大統領にならなければ、メジャーの強打者だったのか――。米国最高権力者がかつて口にしていた半世紀以上前の〝幻のMLB入り〟が、思わぬ形で再び脚光を浴びている。英スポーツメディア「HITC」は7日(日本時間同日)、ドナルド・トランプ米大統領が若き日にMLB球団からスカウトされていたとする説をあらためて取り上げ、その真偽に迫った。
トランプ氏はニューヨーク陸軍士官学校時代、複数のスポーツに取り組み、最終学年には野球部の共同主将も務めた。HITCが根拠として紹介したのは、当時指導したセオドア・「テッド」・ドビアス氏の証言だ。同氏は英紙「デーリー・メール」に、トランプ氏について「かなりの運動神経の持ち主だった」と振り返り、レッドソックスとフィリーズ、さらに米陸軍士官学校(ウェストポイント)のコーチからも注目されていたと語っていた。

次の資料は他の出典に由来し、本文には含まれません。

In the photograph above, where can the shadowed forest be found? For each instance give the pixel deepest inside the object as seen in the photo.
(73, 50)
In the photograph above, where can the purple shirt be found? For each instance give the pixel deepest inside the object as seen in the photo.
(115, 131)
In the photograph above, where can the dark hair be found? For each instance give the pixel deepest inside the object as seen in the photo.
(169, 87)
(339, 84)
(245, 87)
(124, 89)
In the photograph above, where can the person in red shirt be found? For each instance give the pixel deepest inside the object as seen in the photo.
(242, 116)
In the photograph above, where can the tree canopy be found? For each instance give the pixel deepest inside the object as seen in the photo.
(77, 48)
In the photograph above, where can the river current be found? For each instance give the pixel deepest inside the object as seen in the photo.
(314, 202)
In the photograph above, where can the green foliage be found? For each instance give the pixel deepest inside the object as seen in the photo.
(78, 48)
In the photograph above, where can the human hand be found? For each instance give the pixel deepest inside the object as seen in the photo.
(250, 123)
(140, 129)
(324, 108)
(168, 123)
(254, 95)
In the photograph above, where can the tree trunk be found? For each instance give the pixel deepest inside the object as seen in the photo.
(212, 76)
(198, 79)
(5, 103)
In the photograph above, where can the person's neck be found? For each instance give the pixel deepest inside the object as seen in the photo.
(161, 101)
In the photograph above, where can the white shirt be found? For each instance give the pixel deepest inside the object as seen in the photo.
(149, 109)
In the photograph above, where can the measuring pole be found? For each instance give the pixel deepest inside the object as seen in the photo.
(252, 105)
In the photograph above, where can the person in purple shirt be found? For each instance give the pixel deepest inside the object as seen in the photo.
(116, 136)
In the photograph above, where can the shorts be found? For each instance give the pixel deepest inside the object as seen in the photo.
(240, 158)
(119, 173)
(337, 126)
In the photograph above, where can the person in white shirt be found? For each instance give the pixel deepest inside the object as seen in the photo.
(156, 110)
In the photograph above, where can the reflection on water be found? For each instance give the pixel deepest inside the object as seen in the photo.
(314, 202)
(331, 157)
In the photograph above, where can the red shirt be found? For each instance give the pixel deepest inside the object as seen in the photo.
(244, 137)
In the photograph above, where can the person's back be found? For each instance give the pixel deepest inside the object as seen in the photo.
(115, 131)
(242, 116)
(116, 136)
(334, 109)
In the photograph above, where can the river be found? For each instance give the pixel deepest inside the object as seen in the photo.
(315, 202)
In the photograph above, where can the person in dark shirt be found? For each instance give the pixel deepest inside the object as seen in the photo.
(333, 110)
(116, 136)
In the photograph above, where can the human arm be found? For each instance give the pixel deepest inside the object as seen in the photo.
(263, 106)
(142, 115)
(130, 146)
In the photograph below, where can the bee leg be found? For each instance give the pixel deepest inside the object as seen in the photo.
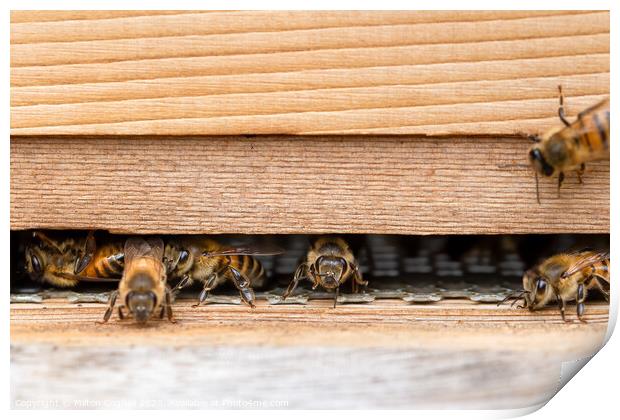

もっとも、ここには慎重さも必要だろう。レッドソックス、フィリーズの両球団はこれまで、この「スカウト説」を公に裏付けていない。しかもトランプ氏自身が2013年4月3日(同4日)にSNSで発信したのは「ニューヨーク州で最高の野球選手だと言われた。ドビアス・コーチに聞いてくれ」という趣旨で、2球団からの勧誘を具体的に記したものではない。16年大統領選で初当選を果たす3年以上前の投稿であり、本人の豪語と恩師の証言が重なって、後年まで語り継がれている格好だ。
それでも興味深いのは、米国外、それもMLBを主戦場としない英国のメディアが13年前の発言を今になって掘り起こしたことだ。名前を挙げられた2球団にとって歓迎すべき過去かどうかは別として、現職大統領との接点が世界へ再発信される露出効果は小さくない。政治的評価とは切り離しても、世界的知名度を持つ大統領が野球を語ること自体、MLBにとって話題の接点を広げる材料にはなる。
トランプ氏と球界の距離も遠くない。昨年9月にはヤンキース戦を観戦し、故ジョージ・スタインブレナー元オーナーとの親交に言及。7月22日(同23日)のジョージア州での集会でも「私は野球が好きだ」と語り、ブレーブス幹部を称えつつ低迷するメッツの戦いぶりまでチクリと刺しながら話題にした。
〝幻のメジャーリーガー〟の真相は、なお霧の中にある。ただ、その一言一句が海を越えて球団名まで再浮上させるあたり、トランプ氏がMLBに持ち込む話題性だけは今もメジャー級と言えそうだ。